Here are five things to know about Goolsbee:

  1. Like Emanuel, he served in the Obama White House. Goolsbee was as a close adviser to President Barack Obama, eventually becoming chair of his Council of Economic Advisors. The Chicago Teachers Union see this tie as a liability. “Mr. Goolsbee comes into a board responsible for students and their schools being starved of resources for the last eight years by the man who appointed him,” the union said in a statement. “Those same neighborhoods continue to struggle from the consequences of a foreclosure crisis that the administration he served in Washington failed to address.”
  2. He has weighed in on education before. A prolific opinion writer, he has written favorably about the economic arguments for universal prekindergarten, a priority for the outgoing mayor, saying that expanding early childhood education is a bargain over the long term. In a 2015 survey of economists’ positions on public issues, Goolsbee expressed optimism about “value-added” measures that try to isolate the impact of individual teachers on student test scores — though he qualified the approach as having “lots of noise and unobservables.” Expressing uncertainty about vouchers, Goolsbee said he fears that letting parents use public funds to pay for private school tuition could harm public schools, which have fixed costs cannot easily be reduced when students leave them. (A tax-credit version of vouchers launched in Illinois last year but now faces an uncertain future under a new Democratic governor.)
  3. He’ll bring a focus on fiscal policy to a board that oversees a big and uncertain budget. A close economic adviser to President Obama and prolific commenter on matters of economic policy in the national media, he’s joining a board that oversees $8 billion in outstanding debt. Chicago has credited the passage of an equitable funding bill, in 2017, for helping stabilize its finances. But the district’s economic future is uncertain, especially as families continue to leave the city.
  4. His personal public school experience is limited. He attended an elite private high school in the suburbs of Boston where he grew up, and his children attended the University of Chicago’s Lab School both before and after the family’s time in Washington, D.C., he has said in interviews.
  5. He’s got a following, and a sense of humor. For proof, check out his Twitter feed, which has 80,000 followers, and his October appearance on the popular NPR quiz show “Wait, Wait, Don’t Tell Me.” Plus, his official University of Chicago profile lists a special interest in improv comedy. That sets him apart from the rest of the school board members, who tend to keep a low public profile.  
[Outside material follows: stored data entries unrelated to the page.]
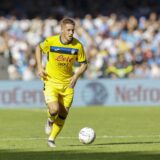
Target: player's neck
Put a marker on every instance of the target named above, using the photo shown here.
(64, 40)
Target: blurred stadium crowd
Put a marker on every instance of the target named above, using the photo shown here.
(121, 38)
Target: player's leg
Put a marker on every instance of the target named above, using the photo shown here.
(53, 108)
(65, 102)
(51, 99)
(59, 122)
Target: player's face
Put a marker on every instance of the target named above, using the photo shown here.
(68, 31)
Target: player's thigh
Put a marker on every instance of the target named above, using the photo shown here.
(51, 94)
(63, 111)
(53, 107)
(67, 98)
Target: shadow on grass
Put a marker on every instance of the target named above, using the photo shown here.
(77, 155)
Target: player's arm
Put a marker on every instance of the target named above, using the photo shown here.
(80, 71)
(41, 71)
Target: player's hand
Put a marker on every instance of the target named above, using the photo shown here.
(73, 81)
(42, 73)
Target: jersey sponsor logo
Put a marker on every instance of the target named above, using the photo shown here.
(64, 50)
(62, 58)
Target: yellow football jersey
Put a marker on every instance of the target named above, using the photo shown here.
(61, 58)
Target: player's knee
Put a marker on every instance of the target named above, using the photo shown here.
(53, 109)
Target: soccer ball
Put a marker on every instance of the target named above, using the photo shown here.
(87, 135)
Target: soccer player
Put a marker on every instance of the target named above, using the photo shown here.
(59, 79)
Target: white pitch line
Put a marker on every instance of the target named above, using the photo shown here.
(99, 137)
How long Goolsbee serves could depend on what happens after Emanuel leaves office in early 2019. Chicago’s mayor has controlled the city school board since 1995, but Emanuel’s decision not to seek a third term has heightened debate about whether the city’s schools have benefitted.
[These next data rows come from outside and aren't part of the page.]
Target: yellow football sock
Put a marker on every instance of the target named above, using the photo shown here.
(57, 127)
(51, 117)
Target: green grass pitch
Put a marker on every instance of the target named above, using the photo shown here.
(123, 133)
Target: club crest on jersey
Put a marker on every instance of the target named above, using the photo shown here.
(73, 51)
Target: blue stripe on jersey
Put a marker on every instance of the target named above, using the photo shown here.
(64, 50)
In 2011 and 2015, voters backed non-binding resolutions that would make the board democratically elected. Now, two of the leading candidates in the mayor’s race, Cook County Board President Toni Preckwinkle and state comptroller Susana Mendoza, have said they’d support an elected school board — reducing their own power over education if they become mayor.
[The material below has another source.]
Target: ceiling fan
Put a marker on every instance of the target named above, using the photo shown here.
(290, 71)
How soon a change could happen is unclear, but state lawmakers who would have to sign off on such a change have an ally in Gov.-elect J.B. Pritzker, who has said he supports the call for an elected school board.

The issue was a point of debate at a Chalkbeat Chicago event this week at Malcolm X College. At the event, titled “Education for All? Chicago’s Next Mayor and the Future of Public Schools,” some panelists voiced concern that elections would be dominated by well-organized factions, such as the teachers union, that would have the ability to outspend other candidates.